Soil moisture in semi-arid regions dominated by winter precipitation is recharged as a bulk influx during spring melt and dries down quickly during the ensuing months. This timing in combination with various spatially distributed landscape properties produces distinct spatial soil moisture patterns. The patterns must be recognized in a distributed manner to account for hydrologic processes of storage and redistribution. This research investigates the spatial correlation among distributed point measurements of soil moisture, and between soil moisture patterns and landscape properties such as topography, vegetation, and the spatial snowmelt patterns. We use temoral stability anaylisis to show preferred moisture regimes. Finally, we evaluate data using a combined snowmelt-soil water model to provide spatially and temporally continuous estimates of net recharge and evapotranspiration across the watershed.
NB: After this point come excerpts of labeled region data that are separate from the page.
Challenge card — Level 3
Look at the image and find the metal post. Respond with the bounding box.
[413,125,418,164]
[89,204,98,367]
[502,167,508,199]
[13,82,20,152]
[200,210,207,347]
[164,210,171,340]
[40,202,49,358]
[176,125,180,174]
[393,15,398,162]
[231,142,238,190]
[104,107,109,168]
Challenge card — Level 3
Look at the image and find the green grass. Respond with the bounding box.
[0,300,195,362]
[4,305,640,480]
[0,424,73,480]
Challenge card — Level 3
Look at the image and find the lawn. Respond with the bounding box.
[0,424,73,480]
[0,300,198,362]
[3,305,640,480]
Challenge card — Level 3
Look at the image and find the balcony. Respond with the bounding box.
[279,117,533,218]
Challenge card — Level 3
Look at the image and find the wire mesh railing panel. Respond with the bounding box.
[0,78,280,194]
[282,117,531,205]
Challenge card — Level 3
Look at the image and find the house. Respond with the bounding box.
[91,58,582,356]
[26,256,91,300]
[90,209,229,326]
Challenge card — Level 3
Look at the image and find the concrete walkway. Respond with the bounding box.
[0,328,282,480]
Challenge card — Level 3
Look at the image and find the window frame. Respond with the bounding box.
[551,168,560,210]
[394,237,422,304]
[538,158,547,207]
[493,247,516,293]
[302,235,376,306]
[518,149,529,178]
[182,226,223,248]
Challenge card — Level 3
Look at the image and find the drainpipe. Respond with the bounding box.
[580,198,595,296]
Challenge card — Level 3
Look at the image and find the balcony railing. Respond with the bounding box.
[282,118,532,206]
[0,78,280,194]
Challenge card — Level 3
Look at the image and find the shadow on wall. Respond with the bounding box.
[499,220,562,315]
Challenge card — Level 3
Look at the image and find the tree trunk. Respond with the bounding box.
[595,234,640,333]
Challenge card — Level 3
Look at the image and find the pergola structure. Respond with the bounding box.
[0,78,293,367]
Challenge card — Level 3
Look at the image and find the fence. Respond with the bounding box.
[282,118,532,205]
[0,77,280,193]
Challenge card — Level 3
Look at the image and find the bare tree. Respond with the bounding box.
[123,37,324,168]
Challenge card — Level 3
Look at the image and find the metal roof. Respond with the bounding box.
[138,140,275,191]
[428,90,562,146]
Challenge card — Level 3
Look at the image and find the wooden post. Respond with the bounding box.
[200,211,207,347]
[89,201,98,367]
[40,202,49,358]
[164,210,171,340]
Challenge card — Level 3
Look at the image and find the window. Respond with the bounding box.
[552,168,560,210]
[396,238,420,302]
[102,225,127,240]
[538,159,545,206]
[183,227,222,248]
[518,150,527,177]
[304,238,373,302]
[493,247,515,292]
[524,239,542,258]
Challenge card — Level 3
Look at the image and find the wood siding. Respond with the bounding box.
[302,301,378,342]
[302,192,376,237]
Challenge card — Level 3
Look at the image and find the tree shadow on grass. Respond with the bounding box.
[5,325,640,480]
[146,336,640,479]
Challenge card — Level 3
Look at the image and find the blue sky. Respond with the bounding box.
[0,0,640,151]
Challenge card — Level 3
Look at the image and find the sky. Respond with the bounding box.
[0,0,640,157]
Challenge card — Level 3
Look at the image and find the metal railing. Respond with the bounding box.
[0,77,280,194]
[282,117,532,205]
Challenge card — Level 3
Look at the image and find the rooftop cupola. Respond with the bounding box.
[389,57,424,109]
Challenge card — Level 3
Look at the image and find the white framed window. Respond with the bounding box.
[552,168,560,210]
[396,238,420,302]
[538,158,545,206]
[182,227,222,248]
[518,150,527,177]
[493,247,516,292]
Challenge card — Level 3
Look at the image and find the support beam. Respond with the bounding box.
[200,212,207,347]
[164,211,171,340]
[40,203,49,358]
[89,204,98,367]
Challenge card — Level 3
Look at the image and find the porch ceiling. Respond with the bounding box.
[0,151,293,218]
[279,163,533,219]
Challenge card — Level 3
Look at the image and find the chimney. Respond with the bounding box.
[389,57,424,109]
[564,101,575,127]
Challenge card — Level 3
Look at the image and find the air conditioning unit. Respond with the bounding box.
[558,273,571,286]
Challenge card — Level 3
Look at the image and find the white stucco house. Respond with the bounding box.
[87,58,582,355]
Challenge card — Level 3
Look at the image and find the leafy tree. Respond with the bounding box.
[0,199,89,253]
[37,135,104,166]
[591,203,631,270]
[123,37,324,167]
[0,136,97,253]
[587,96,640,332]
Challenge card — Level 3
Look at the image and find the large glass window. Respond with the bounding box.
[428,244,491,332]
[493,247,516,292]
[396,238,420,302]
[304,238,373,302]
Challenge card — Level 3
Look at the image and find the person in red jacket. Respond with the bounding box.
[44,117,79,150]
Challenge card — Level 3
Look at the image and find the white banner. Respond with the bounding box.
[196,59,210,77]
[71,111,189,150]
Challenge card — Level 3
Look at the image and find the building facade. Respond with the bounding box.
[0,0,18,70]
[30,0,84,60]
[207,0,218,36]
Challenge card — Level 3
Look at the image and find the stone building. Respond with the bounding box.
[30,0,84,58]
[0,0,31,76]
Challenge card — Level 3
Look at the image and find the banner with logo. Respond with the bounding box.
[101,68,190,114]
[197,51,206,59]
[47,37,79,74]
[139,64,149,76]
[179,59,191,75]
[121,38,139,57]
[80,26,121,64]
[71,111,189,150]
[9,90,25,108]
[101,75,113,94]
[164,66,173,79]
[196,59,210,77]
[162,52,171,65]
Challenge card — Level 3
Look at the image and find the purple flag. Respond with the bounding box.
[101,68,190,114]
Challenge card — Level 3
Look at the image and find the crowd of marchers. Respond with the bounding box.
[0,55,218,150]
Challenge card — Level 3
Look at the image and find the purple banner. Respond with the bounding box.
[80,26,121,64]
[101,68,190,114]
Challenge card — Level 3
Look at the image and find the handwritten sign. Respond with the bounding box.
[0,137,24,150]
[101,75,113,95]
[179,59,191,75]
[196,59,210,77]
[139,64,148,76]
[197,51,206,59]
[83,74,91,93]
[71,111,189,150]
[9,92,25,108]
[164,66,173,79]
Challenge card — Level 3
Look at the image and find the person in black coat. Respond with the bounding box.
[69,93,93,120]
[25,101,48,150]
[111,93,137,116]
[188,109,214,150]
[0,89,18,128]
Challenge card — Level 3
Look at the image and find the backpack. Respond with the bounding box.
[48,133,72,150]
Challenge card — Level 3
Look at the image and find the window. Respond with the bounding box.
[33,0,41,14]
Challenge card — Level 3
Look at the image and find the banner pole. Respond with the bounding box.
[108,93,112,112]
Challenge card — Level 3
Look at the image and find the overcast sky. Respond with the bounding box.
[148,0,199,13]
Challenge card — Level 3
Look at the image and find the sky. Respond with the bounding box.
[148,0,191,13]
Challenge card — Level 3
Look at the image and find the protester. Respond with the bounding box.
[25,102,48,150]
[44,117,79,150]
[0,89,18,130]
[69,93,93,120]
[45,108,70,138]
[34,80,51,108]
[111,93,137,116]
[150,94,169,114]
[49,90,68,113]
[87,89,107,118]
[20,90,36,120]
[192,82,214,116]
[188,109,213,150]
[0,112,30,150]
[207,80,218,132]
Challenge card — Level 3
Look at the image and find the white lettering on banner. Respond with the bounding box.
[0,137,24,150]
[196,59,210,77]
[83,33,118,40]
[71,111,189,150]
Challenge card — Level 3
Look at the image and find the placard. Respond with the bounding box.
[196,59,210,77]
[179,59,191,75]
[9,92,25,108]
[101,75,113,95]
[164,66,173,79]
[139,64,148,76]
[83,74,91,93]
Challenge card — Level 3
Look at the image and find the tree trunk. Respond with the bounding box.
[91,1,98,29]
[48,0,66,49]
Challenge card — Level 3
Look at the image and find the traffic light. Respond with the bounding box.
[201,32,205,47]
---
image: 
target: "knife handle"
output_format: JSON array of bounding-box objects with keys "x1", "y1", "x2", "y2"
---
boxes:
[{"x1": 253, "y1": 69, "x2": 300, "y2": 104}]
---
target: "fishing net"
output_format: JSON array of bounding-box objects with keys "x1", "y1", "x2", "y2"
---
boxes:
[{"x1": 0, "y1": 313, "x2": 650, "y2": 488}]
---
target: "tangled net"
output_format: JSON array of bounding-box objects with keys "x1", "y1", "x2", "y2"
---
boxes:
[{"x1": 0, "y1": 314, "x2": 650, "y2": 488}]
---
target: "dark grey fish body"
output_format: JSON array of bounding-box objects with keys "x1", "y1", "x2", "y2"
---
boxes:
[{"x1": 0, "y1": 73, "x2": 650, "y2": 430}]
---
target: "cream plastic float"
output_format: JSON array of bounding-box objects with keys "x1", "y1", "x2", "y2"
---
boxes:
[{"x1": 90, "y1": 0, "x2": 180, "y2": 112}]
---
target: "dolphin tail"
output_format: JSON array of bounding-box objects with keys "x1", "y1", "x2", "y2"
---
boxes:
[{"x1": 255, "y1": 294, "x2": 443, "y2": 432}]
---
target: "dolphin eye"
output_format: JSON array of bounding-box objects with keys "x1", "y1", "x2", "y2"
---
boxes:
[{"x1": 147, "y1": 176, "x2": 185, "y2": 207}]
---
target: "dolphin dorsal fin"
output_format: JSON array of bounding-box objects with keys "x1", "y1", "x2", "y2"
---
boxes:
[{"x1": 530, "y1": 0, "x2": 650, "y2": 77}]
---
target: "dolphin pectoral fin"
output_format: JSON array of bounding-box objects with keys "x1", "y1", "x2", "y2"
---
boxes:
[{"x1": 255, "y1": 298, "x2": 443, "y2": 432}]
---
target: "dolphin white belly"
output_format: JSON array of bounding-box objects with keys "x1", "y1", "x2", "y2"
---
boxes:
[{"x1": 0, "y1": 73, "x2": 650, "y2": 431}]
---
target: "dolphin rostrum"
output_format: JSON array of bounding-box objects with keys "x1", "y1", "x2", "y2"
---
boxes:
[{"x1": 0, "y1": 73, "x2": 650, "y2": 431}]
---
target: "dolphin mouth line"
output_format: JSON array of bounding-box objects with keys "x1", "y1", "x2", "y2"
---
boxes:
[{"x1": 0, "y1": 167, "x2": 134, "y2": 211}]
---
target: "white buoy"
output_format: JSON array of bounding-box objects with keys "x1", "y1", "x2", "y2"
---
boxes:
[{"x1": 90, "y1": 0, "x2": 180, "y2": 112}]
Recharge estimates are compared with measured streamflow measured at a weir at the base of the watershed. Reynolds Mountain East (RME) subcatchment in Southwestern Idaho is in an intermountain region exhibiting high variability in topography, vegetation, and snow distribution. RME encompasses an area of 0.6 km² with 19 neutron probe access tubes distributed throughout the catchment. Two years of soil moisture data were collected with supporting climate and snow distribution data. In addition, leaf area index was measured for different vegetation types. The soil water distribution is typically characterized by two regimes: the spring snow melt and summer dry down with a variable degree of recharge prior to snow fall in the during the fall. Distributed patterns of soil moisture have distinct correlation to snow and vegetation distribution.